The Great East Japan Earthquake was also an opportunity to clarify the role of Japan’s relationships with other countries, typified by the Japan-U.S. alliance and Japan’s close ties with Australia. The Japan-U.S. alliance was on display in tangible form, with a U.S. aircraft carrier serving as a seaborne base for disaster relief, and many Japanese remember how U.S. forces restored Sendai Airport to operational status. But one relationship that is important in terms of how significantly it changed following the earthquake is that of Japan and Taiwan.
It is well known that Japan does not maintain diplomatic relations with the Republic of China (Taiwan), which have remained severed since September 1972. Yet in the wake of the Great East Japan Earthquake, Japan received more than 20 billion yen in donations from Taiwanese society. Despite the difficulty in providing government-level support due to the lack of diplomatic ties, private support from Taiwan surpassed the amount offered by the United States, a fact that was widely covered by the Japanese media and left an impression on many Japanese. A “Thank You Taiwan” movement even propagated across social media.
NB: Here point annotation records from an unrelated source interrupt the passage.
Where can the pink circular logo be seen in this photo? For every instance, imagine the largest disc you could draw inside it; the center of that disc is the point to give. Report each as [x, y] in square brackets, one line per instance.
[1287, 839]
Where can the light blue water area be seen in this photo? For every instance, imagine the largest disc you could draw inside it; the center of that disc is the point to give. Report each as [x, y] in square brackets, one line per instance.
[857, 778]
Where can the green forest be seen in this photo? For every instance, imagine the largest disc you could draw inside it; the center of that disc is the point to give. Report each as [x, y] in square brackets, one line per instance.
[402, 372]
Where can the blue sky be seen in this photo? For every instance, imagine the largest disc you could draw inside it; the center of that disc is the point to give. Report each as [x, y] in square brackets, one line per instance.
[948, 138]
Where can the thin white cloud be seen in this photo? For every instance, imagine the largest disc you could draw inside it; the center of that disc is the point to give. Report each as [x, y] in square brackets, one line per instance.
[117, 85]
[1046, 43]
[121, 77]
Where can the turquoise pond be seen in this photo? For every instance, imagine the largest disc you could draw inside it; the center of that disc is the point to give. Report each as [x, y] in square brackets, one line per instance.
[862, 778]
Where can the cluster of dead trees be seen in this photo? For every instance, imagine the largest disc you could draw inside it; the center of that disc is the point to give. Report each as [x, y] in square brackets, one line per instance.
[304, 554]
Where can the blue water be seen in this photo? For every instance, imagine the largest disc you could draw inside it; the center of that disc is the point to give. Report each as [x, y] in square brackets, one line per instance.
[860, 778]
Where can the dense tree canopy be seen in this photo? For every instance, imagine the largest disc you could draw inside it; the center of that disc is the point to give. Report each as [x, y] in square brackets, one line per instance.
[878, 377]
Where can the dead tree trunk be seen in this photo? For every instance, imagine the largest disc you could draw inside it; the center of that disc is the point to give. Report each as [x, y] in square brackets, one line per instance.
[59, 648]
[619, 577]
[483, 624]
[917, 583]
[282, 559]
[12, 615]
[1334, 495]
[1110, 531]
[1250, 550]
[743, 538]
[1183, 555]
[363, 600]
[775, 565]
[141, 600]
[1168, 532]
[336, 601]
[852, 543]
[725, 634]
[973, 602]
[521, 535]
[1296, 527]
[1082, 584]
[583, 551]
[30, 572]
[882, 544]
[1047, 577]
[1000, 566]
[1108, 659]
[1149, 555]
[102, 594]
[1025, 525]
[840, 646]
As a consequence, debate has swirled in Japanese society as to whether Japan can return the favor to Taiwan in the form of policy, and that in turn has given rise to the notion that Japan should provide support to Taiwan in the event it experiences a disaster itself. The Democratic Party of Japan (DPJ) government at the time was roundly criticized for what was perceived as unjust treatment of a representative of Taiwan living in Tokyo at a certain ceremony. Although the DPJ was in fact following established protocol, the general public was not happy. The DPJ administration of Yoshihiko Noda, however, worked to strengthen ties with Taiwan, and swiftly resolved a number of pending issues, such as agreements on investment and open skies initiatives.
The newly formed Liberal Democratic Party government of Shinzo Abe continued with these policies, and in April 2013 signed a fishing treaty with Taiwan, while avoiding the sovereignty issue surrounding the Senkaku Islands. These developments represented real progress in Japan-Taiwan relations, all brought about by the Great East Japan Earthquake.
What is interesting is that this progress occurred under Taiwan’s Ma Ying-jeou administration. At the time, the People’s Republic of China had not adopted a particularly strict stance on Ma’s diplomatic policies. That enabled Japan-Taiwan ties to improve even as relations between Japan and China deteriorated. In the fall of 2015, ahead of Taiwan’s 2016 general election, Tsai Ing-wen, then the leading candidate in Taiwan’s Democratic Progressive Party, visited Japan and was reported to have met with Prime Minister Shinzo Abe. During the trip, Tsai also visited Yamaguchi Prefecture, home to Abe’s electoral district. In January 2016, Tsai was elected and subsequently took office in May, bolstering chances of further improvements in Japan-Taiwan relations.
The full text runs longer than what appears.